On 01/31/2012 11:55 AM, Laine Stump wrote:
On 01/30/2012 08:15 AM, Hendrik Schwartke wrote:
Hi,
calling virDomainNetGetActualBridgeName on a bridge with type
VIR_DOMAIN_NET_TYPE_NETWORK seems to return NULL in any case, because
iface->data.network.actual is NULL. Is that intented?
Yes, that's how it was intended to work. It has a very narrow purpose,
only to be used for interfaces that end up being connected to host
bridges not managed by libvirt (i.e., either the interface type is
VIR_DOMAIN_NET_TYPE_BRIDGE, or the type is NETWORK, and the network
has <forward mode='bridge'>). It's an internal API, so that purpose
could change, but I would need to look and see if that would have any
adverse side effect.
What is the best way to determine the bridge the interface is
connected to?
I'm guessing you're writing the packet sniffing code you asked about
the other day. Do you really want the bridge device that the guest is
connecting to?
Heh. I just made the connection that you were also doing a patch to
hot-switch the bridge that a guest is connected to, so you actually *do*
want the bridge (as well as the tap device). In that case, the 2nd part
of my earlier response applies.
I think the device you actually want to watch is the tap device that
connects the guest to the bridge. That is in net->ifname ("net" being
the virDomainNetDef containing the configuration for the interface);
qemu uses that value directly when setting up the guests' interfaces.
If you really do need to get the device that the guest tap is
connected to (which might be a bridge, or might be a physical
ethernet, or might be ???), where that is depends on the type of
interface:
1) for interface "actualType"=VIR_DOMAIN_NET_TYPE_NETWORK, currently
you would need to call the public API virNetworkGetBridgeName (that
requires you to first call virNetworkLookupByName).
2) for interface actualType=VIR_DOMAIN_NET_TYPE_DIRECT you would want
to call virDomainNetGetActualDirectDev() - this gives you a physical
interface which the guest connects to in one of the mavctap modes.

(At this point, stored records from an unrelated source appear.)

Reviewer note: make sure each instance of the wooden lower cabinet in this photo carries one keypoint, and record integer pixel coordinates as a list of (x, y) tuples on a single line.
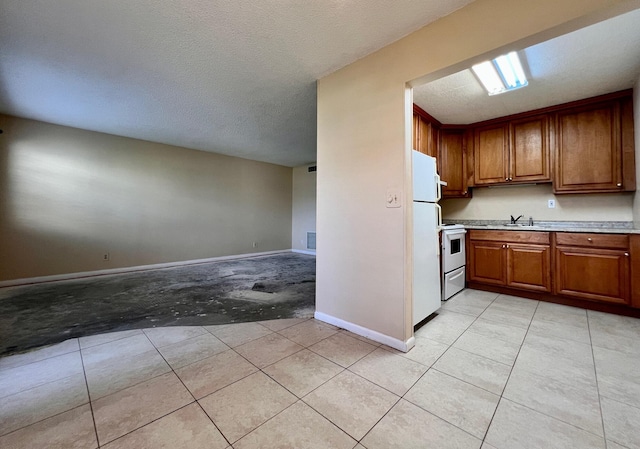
[(581, 268), (523, 266), (529, 267), (593, 273), (487, 262)]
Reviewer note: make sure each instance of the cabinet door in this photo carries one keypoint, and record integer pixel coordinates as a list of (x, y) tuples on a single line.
[(588, 149), (529, 267), (452, 163), (490, 146), (487, 262), (592, 273), (529, 149)]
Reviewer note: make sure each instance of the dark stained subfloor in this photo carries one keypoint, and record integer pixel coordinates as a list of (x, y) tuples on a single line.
[(250, 289)]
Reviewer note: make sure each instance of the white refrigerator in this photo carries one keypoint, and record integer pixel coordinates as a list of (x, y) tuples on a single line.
[(427, 220)]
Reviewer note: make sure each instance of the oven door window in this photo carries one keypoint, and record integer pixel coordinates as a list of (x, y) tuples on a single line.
[(455, 246)]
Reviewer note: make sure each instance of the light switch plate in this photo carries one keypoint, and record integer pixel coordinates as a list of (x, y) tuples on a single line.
[(393, 198)]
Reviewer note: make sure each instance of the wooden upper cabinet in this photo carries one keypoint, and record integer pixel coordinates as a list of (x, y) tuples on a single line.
[(593, 148), (588, 156), (452, 164), (491, 158), (513, 151), (529, 149)]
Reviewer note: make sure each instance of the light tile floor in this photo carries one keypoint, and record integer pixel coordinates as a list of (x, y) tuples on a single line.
[(490, 371)]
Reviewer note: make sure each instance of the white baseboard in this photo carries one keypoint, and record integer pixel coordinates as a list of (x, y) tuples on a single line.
[(400, 345), (304, 251), (87, 274)]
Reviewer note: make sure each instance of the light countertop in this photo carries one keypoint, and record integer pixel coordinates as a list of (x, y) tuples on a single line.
[(602, 227)]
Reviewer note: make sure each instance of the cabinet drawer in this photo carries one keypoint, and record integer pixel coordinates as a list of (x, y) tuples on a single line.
[(510, 236), (593, 240)]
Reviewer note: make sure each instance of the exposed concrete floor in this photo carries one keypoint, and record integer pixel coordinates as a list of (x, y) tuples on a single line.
[(251, 289)]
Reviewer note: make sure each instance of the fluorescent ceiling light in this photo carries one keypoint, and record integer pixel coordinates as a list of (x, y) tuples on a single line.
[(503, 74)]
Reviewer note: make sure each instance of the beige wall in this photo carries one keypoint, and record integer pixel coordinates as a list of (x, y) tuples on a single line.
[(304, 206), (363, 259), (67, 196), (636, 116), (531, 201)]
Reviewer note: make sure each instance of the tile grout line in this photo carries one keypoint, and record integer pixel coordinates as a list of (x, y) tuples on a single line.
[(595, 373), (139, 383), (509, 376), (86, 383), (195, 401)]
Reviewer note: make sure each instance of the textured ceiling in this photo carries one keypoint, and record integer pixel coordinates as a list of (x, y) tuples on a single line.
[(234, 77), (595, 60)]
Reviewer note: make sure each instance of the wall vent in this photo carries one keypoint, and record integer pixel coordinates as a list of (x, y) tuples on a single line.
[(311, 240)]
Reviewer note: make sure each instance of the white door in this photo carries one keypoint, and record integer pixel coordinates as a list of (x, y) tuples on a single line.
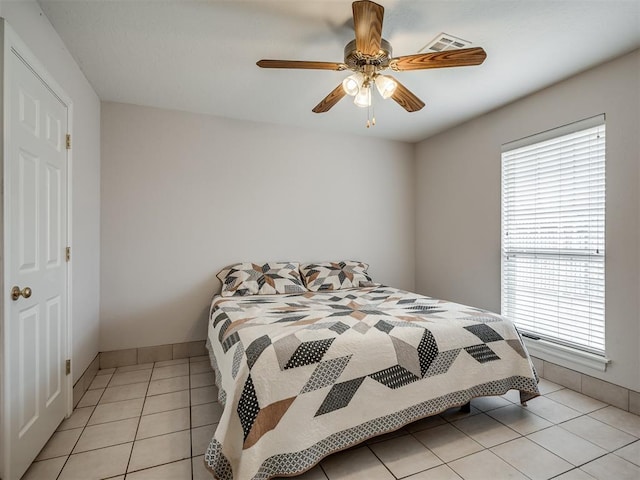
[(35, 169)]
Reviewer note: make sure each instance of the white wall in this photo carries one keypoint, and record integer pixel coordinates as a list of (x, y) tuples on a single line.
[(458, 201), (184, 195), (33, 27)]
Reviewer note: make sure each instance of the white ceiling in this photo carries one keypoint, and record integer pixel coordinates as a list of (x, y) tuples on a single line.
[(199, 56)]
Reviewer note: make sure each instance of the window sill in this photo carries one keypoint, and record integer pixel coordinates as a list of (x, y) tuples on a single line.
[(565, 356)]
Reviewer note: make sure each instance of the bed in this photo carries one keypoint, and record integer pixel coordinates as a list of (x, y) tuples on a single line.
[(307, 373)]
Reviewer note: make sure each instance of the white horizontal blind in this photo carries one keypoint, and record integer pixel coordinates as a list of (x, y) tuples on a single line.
[(553, 206)]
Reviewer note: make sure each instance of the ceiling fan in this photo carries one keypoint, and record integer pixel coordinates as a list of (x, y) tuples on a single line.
[(369, 54)]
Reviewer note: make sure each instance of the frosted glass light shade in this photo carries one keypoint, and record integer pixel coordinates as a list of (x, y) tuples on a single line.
[(386, 86), (352, 84), (363, 98)]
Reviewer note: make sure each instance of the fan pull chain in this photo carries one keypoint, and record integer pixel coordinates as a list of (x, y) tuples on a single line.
[(371, 115)]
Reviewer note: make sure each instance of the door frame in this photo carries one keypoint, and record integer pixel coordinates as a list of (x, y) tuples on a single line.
[(12, 45)]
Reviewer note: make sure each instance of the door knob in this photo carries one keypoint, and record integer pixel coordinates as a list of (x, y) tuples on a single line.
[(16, 292)]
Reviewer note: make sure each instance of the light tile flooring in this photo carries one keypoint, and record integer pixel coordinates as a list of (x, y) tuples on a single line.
[(154, 422)]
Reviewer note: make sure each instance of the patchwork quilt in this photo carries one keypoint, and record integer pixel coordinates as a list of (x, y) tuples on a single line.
[(304, 375)]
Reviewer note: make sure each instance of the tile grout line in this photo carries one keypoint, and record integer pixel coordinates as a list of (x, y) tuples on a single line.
[(133, 444), (84, 427)]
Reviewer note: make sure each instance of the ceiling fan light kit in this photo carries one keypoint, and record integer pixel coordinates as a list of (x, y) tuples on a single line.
[(368, 55)]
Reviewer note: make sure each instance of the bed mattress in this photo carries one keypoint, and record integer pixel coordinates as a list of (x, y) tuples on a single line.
[(301, 376)]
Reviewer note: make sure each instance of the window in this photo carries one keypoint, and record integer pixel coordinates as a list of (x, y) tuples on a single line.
[(553, 256)]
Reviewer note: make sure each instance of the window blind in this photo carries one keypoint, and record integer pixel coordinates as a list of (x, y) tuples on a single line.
[(553, 249)]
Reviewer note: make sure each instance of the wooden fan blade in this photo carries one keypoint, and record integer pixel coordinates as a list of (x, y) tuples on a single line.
[(450, 58), (301, 64), (367, 22), (406, 99), (330, 100)]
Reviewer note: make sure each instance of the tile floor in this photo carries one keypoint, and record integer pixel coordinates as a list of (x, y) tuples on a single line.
[(154, 421)]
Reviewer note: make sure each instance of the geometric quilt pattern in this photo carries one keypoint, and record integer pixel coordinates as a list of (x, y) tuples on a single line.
[(335, 275), (286, 365), (260, 279)]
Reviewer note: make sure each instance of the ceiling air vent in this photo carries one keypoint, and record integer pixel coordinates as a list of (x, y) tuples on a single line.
[(444, 41)]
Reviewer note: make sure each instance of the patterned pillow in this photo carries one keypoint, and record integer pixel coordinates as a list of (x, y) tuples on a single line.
[(266, 279), (335, 275)]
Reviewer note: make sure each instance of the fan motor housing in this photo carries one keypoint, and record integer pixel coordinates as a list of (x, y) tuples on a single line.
[(356, 60)]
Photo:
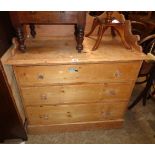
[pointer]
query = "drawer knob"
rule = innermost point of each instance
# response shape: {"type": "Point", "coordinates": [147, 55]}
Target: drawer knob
{"type": "Point", "coordinates": [112, 92]}
{"type": "Point", "coordinates": [117, 74]}
{"type": "Point", "coordinates": [72, 70]}
{"type": "Point", "coordinates": [40, 77]}
{"type": "Point", "coordinates": [45, 117]}
{"type": "Point", "coordinates": [43, 97]}
{"type": "Point", "coordinates": [33, 12]}
{"type": "Point", "coordinates": [62, 12]}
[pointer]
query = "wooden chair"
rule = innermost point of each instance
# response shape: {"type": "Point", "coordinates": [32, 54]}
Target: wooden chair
{"type": "Point", "coordinates": [147, 70]}
{"type": "Point", "coordinates": [115, 21]}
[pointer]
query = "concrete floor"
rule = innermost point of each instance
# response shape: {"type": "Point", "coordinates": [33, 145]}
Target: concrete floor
{"type": "Point", "coordinates": [139, 127]}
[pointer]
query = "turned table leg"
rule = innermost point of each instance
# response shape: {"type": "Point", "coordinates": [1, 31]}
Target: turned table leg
{"type": "Point", "coordinates": [80, 38]}
{"type": "Point", "coordinates": [20, 36]}
{"type": "Point", "coordinates": [32, 30]}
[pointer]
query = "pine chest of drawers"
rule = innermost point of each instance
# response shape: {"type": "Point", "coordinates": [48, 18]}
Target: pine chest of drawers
{"type": "Point", "coordinates": [62, 90]}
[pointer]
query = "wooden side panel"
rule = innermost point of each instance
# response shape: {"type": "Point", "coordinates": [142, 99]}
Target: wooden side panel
{"type": "Point", "coordinates": [13, 85]}
{"type": "Point", "coordinates": [61, 114]}
{"type": "Point", "coordinates": [107, 72]}
{"type": "Point", "coordinates": [51, 95]}
{"type": "Point", "coordinates": [80, 126]}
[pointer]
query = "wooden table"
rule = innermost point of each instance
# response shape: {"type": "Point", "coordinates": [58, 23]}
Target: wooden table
{"type": "Point", "coordinates": [63, 90]}
{"type": "Point", "coordinates": [77, 18]}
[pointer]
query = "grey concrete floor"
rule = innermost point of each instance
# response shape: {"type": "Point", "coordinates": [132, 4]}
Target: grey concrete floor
{"type": "Point", "coordinates": [139, 128]}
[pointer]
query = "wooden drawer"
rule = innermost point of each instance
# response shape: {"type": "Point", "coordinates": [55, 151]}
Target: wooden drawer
{"type": "Point", "coordinates": [48, 17]}
{"type": "Point", "coordinates": [76, 93]}
{"type": "Point", "coordinates": [62, 114]}
{"type": "Point", "coordinates": [89, 73]}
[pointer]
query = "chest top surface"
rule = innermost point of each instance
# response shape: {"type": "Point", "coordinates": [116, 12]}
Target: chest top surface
{"type": "Point", "coordinates": [61, 50]}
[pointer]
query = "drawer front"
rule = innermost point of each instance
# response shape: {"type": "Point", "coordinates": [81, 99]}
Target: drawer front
{"type": "Point", "coordinates": [76, 93]}
{"type": "Point", "coordinates": [62, 114]}
{"type": "Point", "coordinates": [89, 73]}
{"type": "Point", "coordinates": [42, 17]}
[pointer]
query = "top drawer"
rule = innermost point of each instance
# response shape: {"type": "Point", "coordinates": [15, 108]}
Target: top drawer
{"type": "Point", "coordinates": [48, 17]}
{"type": "Point", "coordinates": [89, 73]}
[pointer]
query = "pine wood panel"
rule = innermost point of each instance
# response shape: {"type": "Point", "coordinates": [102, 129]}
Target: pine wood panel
{"type": "Point", "coordinates": [80, 126]}
{"type": "Point", "coordinates": [76, 93]}
{"type": "Point", "coordinates": [44, 75]}
{"type": "Point", "coordinates": [48, 16]}
{"type": "Point", "coordinates": [61, 114]}
{"type": "Point", "coordinates": [61, 50]}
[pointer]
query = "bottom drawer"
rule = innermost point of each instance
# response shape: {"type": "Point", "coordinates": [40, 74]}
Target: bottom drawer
{"type": "Point", "coordinates": [60, 114]}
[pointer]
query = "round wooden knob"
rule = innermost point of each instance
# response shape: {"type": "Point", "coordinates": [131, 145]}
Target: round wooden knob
{"type": "Point", "coordinates": [43, 97]}
{"type": "Point", "coordinates": [117, 74]}
{"type": "Point", "coordinates": [40, 76]}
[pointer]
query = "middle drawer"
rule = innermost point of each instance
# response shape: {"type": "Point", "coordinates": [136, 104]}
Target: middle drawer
{"type": "Point", "coordinates": [76, 93]}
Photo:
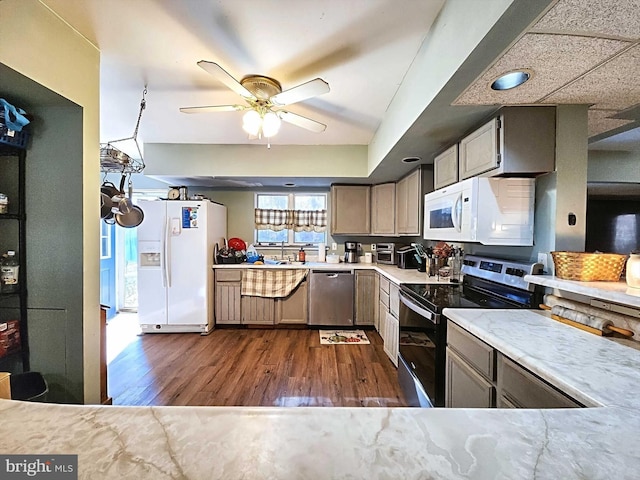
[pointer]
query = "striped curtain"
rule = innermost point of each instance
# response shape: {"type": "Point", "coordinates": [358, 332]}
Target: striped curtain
{"type": "Point", "coordinates": [296, 220]}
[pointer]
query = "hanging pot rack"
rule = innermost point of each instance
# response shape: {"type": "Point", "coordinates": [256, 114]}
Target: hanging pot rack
{"type": "Point", "coordinates": [114, 160]}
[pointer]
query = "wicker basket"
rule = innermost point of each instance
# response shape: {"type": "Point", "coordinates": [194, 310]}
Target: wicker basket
{"type": "Point", "coordinates": [588, 267]}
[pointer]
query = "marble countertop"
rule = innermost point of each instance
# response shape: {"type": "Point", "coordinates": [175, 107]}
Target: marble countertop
{"type": "Point", "coordinates": [618, 292]}
{"type": "Point", "coordinates": [372, 443]}
{"type": "Point", "coordinates": [393, 273]}
{"type": "Point", "coordinates": [594, 370]}
{"type": "Point", "coordinates": [318, 443]}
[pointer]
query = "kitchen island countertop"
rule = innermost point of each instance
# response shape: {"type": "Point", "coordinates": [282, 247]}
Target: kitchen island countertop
{"type": "Point", "coordinates": [618, 292]}
{"type": "Point", "coordinates": [393, 273]}
{"type": "Point", "coordinates": [328, 443]}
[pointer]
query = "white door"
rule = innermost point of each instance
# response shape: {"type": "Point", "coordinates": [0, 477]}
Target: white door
{"type": "Point", "coordinates": [152, 296]}
{"type": "Point", "coordinates": [187, 264]}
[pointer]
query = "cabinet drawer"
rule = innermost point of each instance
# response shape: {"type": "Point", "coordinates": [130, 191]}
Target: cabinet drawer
{"type": "Point", "coordinates": [525, 390]}
{"type": "Point", "coordinates": [466, 388]}
{"type": "Point", "coordinates": [480, 355]}
{"type": "Point", "coordinates": [228, 275]}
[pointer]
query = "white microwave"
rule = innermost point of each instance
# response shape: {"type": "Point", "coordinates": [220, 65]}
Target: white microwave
{"type": "Point", "coordinates": [491, 211]}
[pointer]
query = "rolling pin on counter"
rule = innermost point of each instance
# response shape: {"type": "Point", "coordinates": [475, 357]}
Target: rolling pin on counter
{"type": "Point", "coordinates": [584, 317]}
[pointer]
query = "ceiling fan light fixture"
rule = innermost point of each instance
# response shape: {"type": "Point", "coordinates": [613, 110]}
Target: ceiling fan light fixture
{"type": "Point", "coordinates": [270, 124]}
{"type": "Point", "coordinates": [251, 122]}
{"type": "Point", "coordinates": [511, 80]}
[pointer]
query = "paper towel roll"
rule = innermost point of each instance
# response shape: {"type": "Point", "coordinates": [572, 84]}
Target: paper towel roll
{"type": "Point", "coordinates": [322, 250]}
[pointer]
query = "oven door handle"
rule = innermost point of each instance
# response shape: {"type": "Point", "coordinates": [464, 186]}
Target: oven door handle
{"type": "Point", "coordinates": [409, 303]}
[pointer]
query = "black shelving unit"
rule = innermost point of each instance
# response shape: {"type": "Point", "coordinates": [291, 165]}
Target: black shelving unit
{"type": "Point", "coordinates": [13, 236]}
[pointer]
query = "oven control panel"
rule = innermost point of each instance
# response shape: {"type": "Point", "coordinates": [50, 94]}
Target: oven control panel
{"type": "Point", "coordinates": [507, 272]}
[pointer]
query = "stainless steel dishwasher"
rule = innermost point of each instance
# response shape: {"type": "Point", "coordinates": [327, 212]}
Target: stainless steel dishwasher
{"type": "Point", "coordinates": [331, 297]}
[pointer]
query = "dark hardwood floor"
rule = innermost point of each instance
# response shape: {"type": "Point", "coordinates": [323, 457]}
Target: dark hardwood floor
{"type": "Point", "coordinates": [253, 367]}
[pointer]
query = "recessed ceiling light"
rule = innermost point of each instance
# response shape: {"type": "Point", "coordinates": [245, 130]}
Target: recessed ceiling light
{"type": "Point", "coordinates": [410, 159]}
{"type": "Point", "coordinates": [511, 80]}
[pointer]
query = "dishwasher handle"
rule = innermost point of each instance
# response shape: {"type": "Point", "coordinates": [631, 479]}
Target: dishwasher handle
{"type": "Point", "coordinates": [332, 273]}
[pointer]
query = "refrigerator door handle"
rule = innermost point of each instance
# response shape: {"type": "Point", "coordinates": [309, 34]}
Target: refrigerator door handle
{"type": "Point", "coordinates": [166, 250]}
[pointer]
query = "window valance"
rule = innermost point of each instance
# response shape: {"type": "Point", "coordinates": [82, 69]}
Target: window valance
{"type": "Point", "coordinates": [296, 220]}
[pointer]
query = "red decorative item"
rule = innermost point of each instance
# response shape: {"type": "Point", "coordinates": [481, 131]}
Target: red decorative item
{"type": "Point", "coordinates": [237, 244]}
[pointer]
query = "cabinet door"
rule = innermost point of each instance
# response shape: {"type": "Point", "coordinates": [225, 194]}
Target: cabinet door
{"type": "Point", "coordinates": [392, 338]}
{"type": "Point", "coordinates": [367, 296]}
{"type": "Point", "coordinates": [466, 388]}
{"type": "Point", "coordinates": [479, 151]}
{"type": "Point", "coordinates": [350, 210]}
{"type": "Point", "coordinates": [228, 303]}
{"type": "Point", "coordinates": [383, 209]}
{"type": "Point", "coordinates": [479, 355]}
{"type": "Point", "coordinates": [258, 311]}
{"type": "Point", "coordinates": [292, 310]}
{"type": "Point", "coordinates": [380, 318]}
{"type": "Point", "coordinates": [409, 203]}
{"type": "Point", "coordinates": [445, 168]}
{"type": "Point", "coordinates": [401, 205]}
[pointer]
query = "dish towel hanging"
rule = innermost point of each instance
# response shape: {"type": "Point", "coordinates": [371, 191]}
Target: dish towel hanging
{"type": "Point", "coordinates": [271, 283]}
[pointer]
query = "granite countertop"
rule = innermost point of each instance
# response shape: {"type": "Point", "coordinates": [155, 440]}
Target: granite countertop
{"type": "Point", "coordinates": [618, 292]}
{"type": "Point", "coordinates": [393, 273]}
{"type": "Point", "coordinates": [373, 443]}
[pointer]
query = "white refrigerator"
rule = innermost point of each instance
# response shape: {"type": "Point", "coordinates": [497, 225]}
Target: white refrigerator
{"type": "Point", "coordinates": [175, 256]}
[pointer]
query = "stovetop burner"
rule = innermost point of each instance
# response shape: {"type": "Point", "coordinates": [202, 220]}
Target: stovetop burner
{"type": "Point", "coordinates": [436, 296]}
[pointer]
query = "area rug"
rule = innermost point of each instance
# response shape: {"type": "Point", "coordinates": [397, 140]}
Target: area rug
{"type": "Point", "coordinates": [343, 337]}
{"type": "Point", "coordinates": [419, 339]}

3) for interface actualType=VIR_DOMAIN_NET_TYPE_BRIDGE you would call
virDomainNetGetActualBridgeName().
Note that in all cases, I'm talking about using the result of
virDomainNetGetActualType(net), *not* just looking at net->type. (the
latter is what's in the config, the former is what is figured out at
runtime based on the config).
(Still, I'm guessing what you really want is just net->ifname).